Null results are informative, not dispositive. The absence of a statistically significant effect is not the same as evidence of absence. The appropriate interpretation of the OHIE null results is that the effects of Medicaid on biomarkers over two years are either zero or too small for this study to detect. These are different statements with different policy implications.
Conclusion
The Oregon Health Insurance Experiment is a landmark study not because it resolved the debate about Medicaid's effects, but because it reframed it. By providing randomised evidence, it raised the evidentiary standard for the debate. Its findings on financial protection and mental health are clear and large. Its null results on physical health are honest and important, even as their interpretation remains contested. The study remains one of the best examples of how a well-designed natural experiment can simultaneously illuminate and complicate a policy question.
References
- Baicker, K., Taubman, S. L., Allen, H. L., Bernstein, M., Gruber, J. H., Newhouse, J. P., Schneider, E. C., Wright, B. J., Zaslavsky, A. M., and Finkelstein, A. N. (2013). The Oregon experiment --- effects of Medicaid on clinical outcomes. New England Journal of Medicine, 368(18):1713--1722.

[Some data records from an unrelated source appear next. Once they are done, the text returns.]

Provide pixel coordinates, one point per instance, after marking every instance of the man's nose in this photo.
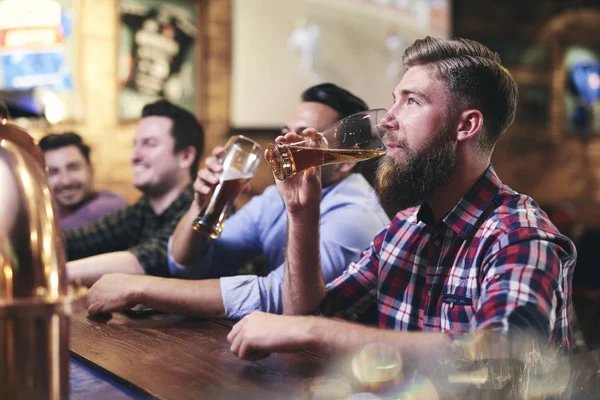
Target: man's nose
(389, 121)
(64, 179)
(136, 155)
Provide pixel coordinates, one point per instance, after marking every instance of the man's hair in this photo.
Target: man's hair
(474, 78)
(4, 113)
(346, 104)
(186, 129)
(55, 141)
(341, 100)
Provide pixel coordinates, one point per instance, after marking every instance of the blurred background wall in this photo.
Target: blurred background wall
(245, 50)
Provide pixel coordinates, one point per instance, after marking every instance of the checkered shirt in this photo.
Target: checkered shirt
(495, 261)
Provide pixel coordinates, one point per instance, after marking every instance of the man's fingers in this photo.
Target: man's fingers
(308, 132)
(218, 151)
(246, 188)
(208, 177)
(213, 165)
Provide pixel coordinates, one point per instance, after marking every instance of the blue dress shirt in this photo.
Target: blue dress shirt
(350, 218)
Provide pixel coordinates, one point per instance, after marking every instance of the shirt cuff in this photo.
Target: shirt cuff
(241, 295)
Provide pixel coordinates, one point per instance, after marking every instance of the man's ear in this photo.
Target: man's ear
(187, 157)
(470, 123)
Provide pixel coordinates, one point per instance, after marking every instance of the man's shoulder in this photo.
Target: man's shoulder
(107, 197)
(353, 192)
(513, 210)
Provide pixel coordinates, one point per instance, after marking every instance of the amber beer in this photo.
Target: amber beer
(287, 160)
(219, 202)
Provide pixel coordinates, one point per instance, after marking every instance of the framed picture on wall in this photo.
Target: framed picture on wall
(156, 54)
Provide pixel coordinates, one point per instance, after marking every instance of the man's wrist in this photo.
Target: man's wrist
(304, 216)
(137, 289)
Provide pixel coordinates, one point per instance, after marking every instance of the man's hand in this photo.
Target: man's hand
(112, 293)
(302, 191)
(208, 177)
(259, 334)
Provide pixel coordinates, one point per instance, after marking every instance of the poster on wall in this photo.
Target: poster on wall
(156, 54)
(37, 57)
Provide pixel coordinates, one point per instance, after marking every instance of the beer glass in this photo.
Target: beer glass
(240, 160)
(354, 138)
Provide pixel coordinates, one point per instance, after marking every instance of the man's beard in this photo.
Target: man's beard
(407, 183)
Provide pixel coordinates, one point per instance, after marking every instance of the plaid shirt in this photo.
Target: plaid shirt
(494, 261)
(136, 229)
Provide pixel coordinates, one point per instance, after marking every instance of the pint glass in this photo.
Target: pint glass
(240, 160)
(354, 138)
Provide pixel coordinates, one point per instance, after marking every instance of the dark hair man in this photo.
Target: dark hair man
(71, 181)
(166, 150)
(350, 217)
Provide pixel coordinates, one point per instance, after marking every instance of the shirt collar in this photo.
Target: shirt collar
(464, 216)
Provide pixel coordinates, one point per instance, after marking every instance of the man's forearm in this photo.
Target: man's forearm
(345, 337)
(188, 245)
(193, 298)
(90, 269)
(304, 288)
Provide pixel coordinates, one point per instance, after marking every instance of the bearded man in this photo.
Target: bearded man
(473, 257)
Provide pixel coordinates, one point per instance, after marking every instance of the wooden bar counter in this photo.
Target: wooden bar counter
(169, 357)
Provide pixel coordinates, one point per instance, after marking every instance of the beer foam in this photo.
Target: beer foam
(232, 173)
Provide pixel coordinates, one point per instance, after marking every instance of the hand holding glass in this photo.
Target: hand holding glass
(240, 160)
(354, 138)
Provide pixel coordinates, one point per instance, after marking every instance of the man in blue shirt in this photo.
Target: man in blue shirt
(350, 217)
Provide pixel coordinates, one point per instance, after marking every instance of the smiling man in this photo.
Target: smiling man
(464, 255)
(167, 148)
(71, 181)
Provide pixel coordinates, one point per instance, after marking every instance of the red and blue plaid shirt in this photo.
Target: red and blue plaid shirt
(494, 261)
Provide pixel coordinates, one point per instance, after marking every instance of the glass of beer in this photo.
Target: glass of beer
(240, 160)
(354, 138)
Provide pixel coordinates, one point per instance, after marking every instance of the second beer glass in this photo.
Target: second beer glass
(240, 160)
(355, 138)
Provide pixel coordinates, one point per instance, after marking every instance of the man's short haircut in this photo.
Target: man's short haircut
(341, 100)
(186, 130)
(55, 141)
(474, 78)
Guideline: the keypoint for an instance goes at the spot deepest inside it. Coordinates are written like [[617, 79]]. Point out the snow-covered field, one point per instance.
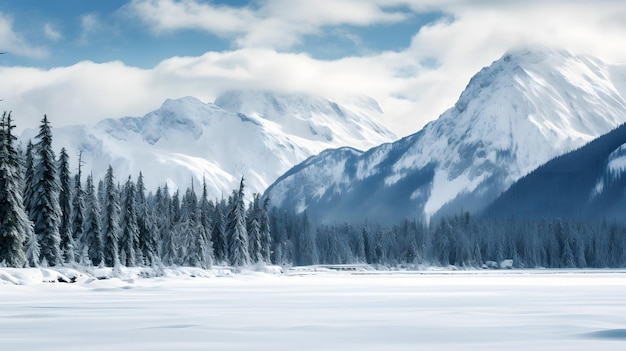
[[309, 310]]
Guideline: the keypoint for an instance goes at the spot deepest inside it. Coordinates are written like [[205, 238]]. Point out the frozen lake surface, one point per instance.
[[470, 310]]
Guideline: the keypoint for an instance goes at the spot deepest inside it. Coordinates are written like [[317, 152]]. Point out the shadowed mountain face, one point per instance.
[[523, 110], [588, 183], [258, 135]]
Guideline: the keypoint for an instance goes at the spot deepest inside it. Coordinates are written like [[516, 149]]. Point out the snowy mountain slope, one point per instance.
[[523, 110], [589, 183], [187, 139]]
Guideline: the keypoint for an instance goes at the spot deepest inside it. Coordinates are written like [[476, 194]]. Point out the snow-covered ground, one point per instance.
[[314, 309]]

- Finkelstein, A., Taubman, S., Wright, B., Bernstein, M., Gruber, J., Newhouse, J. P., Allen, H., Baicker, K., and the Oregon Health Study Group (2012). The Oregon health insurance experiment: Evidence from the first year. Quarterly Journal of Economics, 127(3):1057--1106.
- Miller, S., Johnson, N., and Wherry, L. R. (2019). Medicaid and mortality: New evidence from linked survey and administrative data. NBER Working Paper No. 26081.
- Sommers, B. D., Gawande, A. A., and Baicker, K. (2017). Health insurance coverage and health --- what the recent evidence tells us. New England Journal of Medicine, 377(6):586--593.
- Angrist, J. D. and Pischke, J.-S. (2009). Mostly Harmless Econometrics: An Empiricist's Companion. Princeton University Press, Princeton, NJ.
- Imbens, G. W. and Rubin, D. B. (2015). Causal Inference for Statistics, Social, and Biomedical Sciences. Cambridge University Press, Cambridge.